Bad enough forcing me to install a command-line tool, which hardly makes it easy to use for non-techies, but why require Node when that’s not what the tool is written in?

At least you don’t have to worry about an onerous sign-up process, just email address and password (with a confirmation email). No attempt to collect credit card details.

Then it’s into the command line. If you opt to sign up via the website (as I did) note that you’ll need to run storm login first, which seems to be missing from the instructions.

I had all my files so I just needed to run storm init and enter the details as requested.

The requirements for the project name are odd as you can only use lowercase letters, numbers and hyphens. Presumably this is to make it URL safe and there’s no prior warning of this requirement.
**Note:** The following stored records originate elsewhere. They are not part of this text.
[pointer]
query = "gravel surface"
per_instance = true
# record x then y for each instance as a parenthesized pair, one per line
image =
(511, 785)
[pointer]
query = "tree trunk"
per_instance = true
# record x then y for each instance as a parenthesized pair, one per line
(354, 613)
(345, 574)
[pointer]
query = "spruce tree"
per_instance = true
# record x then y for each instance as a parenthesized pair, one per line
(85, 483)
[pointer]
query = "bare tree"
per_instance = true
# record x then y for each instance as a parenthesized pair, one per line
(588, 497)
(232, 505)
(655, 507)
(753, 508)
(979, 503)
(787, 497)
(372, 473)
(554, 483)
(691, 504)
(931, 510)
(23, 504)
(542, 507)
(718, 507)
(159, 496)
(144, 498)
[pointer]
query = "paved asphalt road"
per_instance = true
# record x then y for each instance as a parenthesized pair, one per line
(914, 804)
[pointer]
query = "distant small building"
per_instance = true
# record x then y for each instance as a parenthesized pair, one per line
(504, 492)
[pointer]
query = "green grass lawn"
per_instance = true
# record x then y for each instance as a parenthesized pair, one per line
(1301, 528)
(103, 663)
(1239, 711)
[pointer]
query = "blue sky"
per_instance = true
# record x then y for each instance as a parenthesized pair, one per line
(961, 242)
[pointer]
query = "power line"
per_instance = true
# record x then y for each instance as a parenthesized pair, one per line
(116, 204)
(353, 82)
Here’s a stunning idea: take whatever name I give you and make it URL safe! You have to pick one that’s unique across all of their users too. Continue reading…

Hosting a Site on Microsoft Azure

This is part of my series of try some alternative hosting options. I decided not to stop with S3 and instead to carry on with a few more options I found. One of these was Microsoft Azure.

I was thinking, like Google and Amazon, I would use their storage platform, using a Blob on Azure Storage. The problem was getting my domain pointed at it and the lack of support for default documents (so you have to specify index.html on the end of URLs).

They do offer some free tiers for their Web Apps though, which is their names for hosting websites, whether they be static HTML, PHP, Python, NodeJS or .Net. You can build and host up to 10 apps for free. So I decided to give that a whirl.

Getting Started

To start you need to sign up for a Web App. That will ask you to create an account using Microsoft Online, Google or Facebook logins. You’ll also need to pick a type, based on the language you want to use. I opted for an ‘Empty site.’

When it’s created you’ll get a random subdomain of For some reason I had a countdown suggesting the app was only available for an hour. There was also a link to click to extend it to 24 hours. There was also the option to sign up for a free 30-day trial, which allows the 10 apps. So it’s all very misleading.

So next I had to figure out how to sign up for the free trial, which seemed to send my round in circles. Then I went through a sign up process on a page that took forever to load and re-load. I had to verify myself by text (or phone), I thought they weren’t going to request my card details, but they did. Eventually it created my account (which can take up to four minutes apparently). What a rigmarole.

Once you’re over that hurdle you’ll find your test site is now pointless and you’ll have to create an app all over again. Now you get to pick your type of plan and have to find the free one as it’s tucked away. You also have to create a resource group, something to with sharing permissions. Then you get to wait until the app is deployed. Finally you have a site!

There’s a bunch of options to load your files, from git to Visual Studio. One option is good old FTP (yay). I found the FTP/Deployment User was set to ‘No FTP/deployment user set’ and no obvious way to change it. It took me a web search to find I had to go to ‘Deployment credentials’ and enter some details. Finally I could upload my files to the wwwroot folder.